On the other hand, someone with a dominant social or sexual instinct may be living hand to mouth, but be blissfully happy doing so. What's instinctually foreign to them is learning to manage money prudently and take care of themselves financially.

As Jonathan Clements recently wrote in his HumbleDollar blog , "Why is change so difficult? Improving behavior is toughest when it means bucking our hardwired instincts. Intellectually, we may know we should exercise more, lose weight and save more—and yet our instincts keep telling us to stay on the couch, eat Cheez Doodles and shop online." That’s why more financial education or discipline isn’t enough to motivate most Americans toward finding financial wellness.

For those who don't have self-preservation as the dominant instinct, the enormity of learning to practice more self-preserving financial habits can feel depressing and hopeless. Yet it is certainly possible. It just isn’t going to be easy.

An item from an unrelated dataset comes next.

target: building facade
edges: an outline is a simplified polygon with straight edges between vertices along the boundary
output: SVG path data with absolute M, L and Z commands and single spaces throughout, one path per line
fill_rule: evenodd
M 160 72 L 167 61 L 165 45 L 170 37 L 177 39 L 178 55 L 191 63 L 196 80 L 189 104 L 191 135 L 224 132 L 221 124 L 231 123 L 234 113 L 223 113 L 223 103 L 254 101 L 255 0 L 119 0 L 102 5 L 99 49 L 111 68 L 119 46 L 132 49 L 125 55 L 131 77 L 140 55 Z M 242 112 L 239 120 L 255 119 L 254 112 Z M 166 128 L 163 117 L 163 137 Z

One approach that may be helpful is to get assistance and support from others. Clements says he has come to believe the best thing to do is tell friends about your financial goals like saving money for a down payment on a home, paying off a debt, or increasing your retirement plan contributions. This can help motivate you to commit to following through.

Announcing an intention to friends with the hope that the shame of not following through will motivate you to create a new behavior may work for a few. Yet for most, it probably won't help to change a hard-wired instinct. A better idea could be finding and reporting regularly to an accountability partner who would kindly, without scolding or shaming, help motivate you to establish a habit. Even better may be engaging a financial therapist to help you with the hard work of cultivating new instinctual behaviors.